Multiclass Local Calibration With the Jensen-Shannon Distance
Cesare Barbera, Lorenzo Perini, Giovanni De Toni, Andrea Passerini, Andrea Pugnana
TL;DR
This work introduces multiclass local calibration to address proximity bias in probability estimates, formalizing a locality‑aware calibration notion and linking it to strong calibration. It then proposes Local Calibration Networks (LCNs) that learn new feature representations and logits to align predictions with locally observed class frequencies via the Jensen‑Shannon distance, while keeping inference efficient. The authors provide theoretical results, including bounds for continuous MECE and binning‑based metrics under local calibration, and analyze the bias–variance trade‑offs inherent in kernel‑based locality estimates. Empirically, LCNs achieve superior local calibration across datasets and maintain competitive global calibration, also delivering predictive performance gains (lower NLL and higher accuracy) on harder multiclass tasks, demonstrating practical impact for trustworthy, regionally calibrated predictions in high‑stakes settings.
Abstract
Developing trustworthy Machine Learning (ML) models requires their predicted probabilities to be well-calibrated, meaning they should reflect true-class frequencies.
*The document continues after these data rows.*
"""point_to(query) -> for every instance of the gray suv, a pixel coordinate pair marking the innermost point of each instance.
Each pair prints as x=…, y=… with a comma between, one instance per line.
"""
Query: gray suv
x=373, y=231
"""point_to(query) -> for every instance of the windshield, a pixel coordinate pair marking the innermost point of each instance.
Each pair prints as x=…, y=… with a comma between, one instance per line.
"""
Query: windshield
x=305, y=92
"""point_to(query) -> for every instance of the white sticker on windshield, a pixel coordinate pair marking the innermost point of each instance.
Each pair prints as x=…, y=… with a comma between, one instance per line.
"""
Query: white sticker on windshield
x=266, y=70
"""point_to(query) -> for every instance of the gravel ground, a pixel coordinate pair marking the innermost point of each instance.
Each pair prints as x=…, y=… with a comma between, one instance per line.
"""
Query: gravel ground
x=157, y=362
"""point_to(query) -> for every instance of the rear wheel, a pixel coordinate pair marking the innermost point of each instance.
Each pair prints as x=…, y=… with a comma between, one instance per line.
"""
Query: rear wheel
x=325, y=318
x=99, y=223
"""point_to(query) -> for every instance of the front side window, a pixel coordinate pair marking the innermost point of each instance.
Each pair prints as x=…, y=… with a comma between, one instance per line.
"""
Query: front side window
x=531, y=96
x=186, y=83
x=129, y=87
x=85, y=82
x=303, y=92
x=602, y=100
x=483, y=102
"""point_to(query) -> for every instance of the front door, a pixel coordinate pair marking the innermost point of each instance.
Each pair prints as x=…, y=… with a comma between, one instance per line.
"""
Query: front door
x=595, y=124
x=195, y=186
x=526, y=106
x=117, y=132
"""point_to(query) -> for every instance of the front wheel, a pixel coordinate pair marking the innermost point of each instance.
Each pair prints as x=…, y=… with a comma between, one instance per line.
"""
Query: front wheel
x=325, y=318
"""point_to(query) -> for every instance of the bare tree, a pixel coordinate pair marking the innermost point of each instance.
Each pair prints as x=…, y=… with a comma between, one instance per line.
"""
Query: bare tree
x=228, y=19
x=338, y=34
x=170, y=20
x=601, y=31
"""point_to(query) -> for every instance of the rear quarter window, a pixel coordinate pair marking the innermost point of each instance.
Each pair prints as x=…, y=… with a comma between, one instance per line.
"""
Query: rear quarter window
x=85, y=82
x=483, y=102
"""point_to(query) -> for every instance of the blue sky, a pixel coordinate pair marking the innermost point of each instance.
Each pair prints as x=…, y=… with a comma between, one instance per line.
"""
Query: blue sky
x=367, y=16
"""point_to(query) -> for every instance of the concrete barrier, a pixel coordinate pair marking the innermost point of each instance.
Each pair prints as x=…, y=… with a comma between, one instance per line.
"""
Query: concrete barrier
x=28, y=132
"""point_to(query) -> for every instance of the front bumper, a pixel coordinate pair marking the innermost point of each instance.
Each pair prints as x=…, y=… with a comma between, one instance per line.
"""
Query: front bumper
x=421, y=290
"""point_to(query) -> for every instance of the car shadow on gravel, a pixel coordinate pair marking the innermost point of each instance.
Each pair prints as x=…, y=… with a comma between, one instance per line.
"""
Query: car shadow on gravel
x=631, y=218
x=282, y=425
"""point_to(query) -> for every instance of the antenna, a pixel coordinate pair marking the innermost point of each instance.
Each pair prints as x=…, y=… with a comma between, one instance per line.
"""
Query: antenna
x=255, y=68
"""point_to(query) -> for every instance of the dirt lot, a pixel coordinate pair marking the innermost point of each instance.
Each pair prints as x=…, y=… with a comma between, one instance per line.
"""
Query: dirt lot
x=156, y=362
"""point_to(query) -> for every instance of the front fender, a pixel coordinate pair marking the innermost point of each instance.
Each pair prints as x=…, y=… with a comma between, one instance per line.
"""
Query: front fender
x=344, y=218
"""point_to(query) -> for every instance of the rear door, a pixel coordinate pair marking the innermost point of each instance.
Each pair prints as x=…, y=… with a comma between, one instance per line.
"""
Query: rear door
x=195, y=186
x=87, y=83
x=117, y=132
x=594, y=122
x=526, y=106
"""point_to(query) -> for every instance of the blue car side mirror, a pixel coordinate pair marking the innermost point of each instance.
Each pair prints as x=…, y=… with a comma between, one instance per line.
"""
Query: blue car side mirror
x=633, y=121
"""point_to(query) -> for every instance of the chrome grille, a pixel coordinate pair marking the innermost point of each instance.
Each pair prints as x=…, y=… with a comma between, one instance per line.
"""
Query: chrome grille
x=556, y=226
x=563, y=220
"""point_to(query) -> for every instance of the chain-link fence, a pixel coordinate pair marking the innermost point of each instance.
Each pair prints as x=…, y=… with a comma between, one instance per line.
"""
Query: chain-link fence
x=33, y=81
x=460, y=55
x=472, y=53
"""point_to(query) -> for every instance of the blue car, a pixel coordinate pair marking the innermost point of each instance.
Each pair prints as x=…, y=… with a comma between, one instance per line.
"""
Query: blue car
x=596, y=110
Among calibration notions in multiclass classification, strong calibration is the most stringent, as it requires all predicted probabilities to be simultaneously calibrated across all classes. However, existing approaches to multiclass calibration lack a notion of distance among inputs, which makes them vulnerable to proximity bias: predictions in sparse regions of the feature space are systematically miscalibrated. This is especially relevant in high-stakes settings, such as healthcare, where the sparse instances are exactly those most at risk of biased treatment. In this work, we address this main shortcoming by introducing a local perspective on multiclass calibration. First, we formally define multiclass local calibration and establish its relationship with strong calibration. Second, we theoretically analyze the pitfalls of existing evaluation metrics when applied to multiclass local calibration. Third, we propose a practical method for enhancing local calibration in Neural Networks, which enforces alignment between predicted probabilities and local estimates of class frequencies using the Jensen-Shannon distance. Finally, we empirically validate our approach against existing multiclass calibration techniques.